The International Police Organization, INTERPOL, says it has signed an agreement with the International Organization for Migration (IOM) to combat human trafficking and migrant smuggling in the Caribbean and other places.
Signed on March 5 in Geneva, Switzerland by INTERPOL Secretary General Ronald K. Noble and IOM Director General William Lacy Swing, the agreement “formalises the already strong working relationship between the two organizations,” INTERPOL said.
It said key elements include information exchange, in particular relating to travel fraud, border management technology and operations, capacity building and training for police and migration officials, and implementing joint projects to address human trafficking and migrant smuggling.
“IOM and INTERPOL have a long history of collaboration in the field of border and migration management,” said IOM Director General William Lacy Swing.
“This agreement will allow us to deepen that partnership to advance matters of common interest through increased collaboration, consultation and information exchange,” he added. “It will also provide a foundation for the development of future projects which will benefit from joint INTERPOL and IOM expertise.”
Noble said the agreement would help global efforts to identify the individuals and organized crime networks behind human trafficking and migrant smuggling.

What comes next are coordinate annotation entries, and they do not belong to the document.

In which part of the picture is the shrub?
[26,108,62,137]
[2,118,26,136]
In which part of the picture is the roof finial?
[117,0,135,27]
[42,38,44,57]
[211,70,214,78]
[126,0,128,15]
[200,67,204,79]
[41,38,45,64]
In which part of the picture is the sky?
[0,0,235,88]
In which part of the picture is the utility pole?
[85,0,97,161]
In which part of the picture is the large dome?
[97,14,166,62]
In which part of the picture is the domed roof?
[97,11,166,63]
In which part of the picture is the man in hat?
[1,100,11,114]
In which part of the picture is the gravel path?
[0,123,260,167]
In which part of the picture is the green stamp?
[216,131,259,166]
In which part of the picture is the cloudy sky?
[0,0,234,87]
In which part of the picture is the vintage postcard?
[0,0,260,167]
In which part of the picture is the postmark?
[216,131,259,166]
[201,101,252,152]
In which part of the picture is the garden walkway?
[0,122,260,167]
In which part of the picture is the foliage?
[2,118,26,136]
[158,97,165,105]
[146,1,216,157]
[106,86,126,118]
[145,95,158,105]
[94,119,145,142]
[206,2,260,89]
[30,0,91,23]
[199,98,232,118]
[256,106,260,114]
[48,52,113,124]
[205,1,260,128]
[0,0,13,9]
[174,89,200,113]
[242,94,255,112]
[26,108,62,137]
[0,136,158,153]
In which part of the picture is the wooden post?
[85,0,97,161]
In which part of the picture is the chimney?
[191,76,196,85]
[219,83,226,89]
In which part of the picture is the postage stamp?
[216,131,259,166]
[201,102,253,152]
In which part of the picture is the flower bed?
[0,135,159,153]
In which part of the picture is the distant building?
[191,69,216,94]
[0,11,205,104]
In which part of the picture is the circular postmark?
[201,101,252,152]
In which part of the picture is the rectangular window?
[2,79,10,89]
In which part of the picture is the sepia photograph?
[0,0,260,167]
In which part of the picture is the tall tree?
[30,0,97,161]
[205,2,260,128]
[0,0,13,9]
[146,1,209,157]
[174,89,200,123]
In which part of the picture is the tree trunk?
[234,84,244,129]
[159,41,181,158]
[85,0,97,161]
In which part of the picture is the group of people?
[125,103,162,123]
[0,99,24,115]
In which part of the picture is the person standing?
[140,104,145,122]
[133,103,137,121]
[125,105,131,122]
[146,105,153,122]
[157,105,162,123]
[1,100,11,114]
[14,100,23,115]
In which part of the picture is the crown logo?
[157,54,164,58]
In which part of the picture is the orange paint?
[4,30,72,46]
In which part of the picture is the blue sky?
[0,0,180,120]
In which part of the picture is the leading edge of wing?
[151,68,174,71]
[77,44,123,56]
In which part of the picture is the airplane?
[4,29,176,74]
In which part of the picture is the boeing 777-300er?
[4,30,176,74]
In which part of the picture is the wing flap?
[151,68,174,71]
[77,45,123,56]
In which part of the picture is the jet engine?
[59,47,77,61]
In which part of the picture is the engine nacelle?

“Ensuring that frontline officers have access to the training and policing tools they need to make vital and often time-pressured decisions about individuals attempting to enter their country is crucial,” he said.
“INTERPOL’s agreement with IOM will enable both organizations to provide even more support to law enforcement around the world in securing their borders, rescuing victims of human trafficking and identifying those involved in people smuggling,” he added.
To support global activities in combating transnational crime and terrorism, INTERPOL said its Integrated Border Management Task Force (IBMTF) “acts as a central point of contact for international border security and management activities.”
Under the IBMTF umbrella, and with support from partner organizations such as the IOM, INTERPOL said it has coordinated a series of border security operations in a variety of specialized crime areas around the world, resulting in the identification and arrest of criminals attempting to avoid detection, drug seizures and disruption of organized crime activities.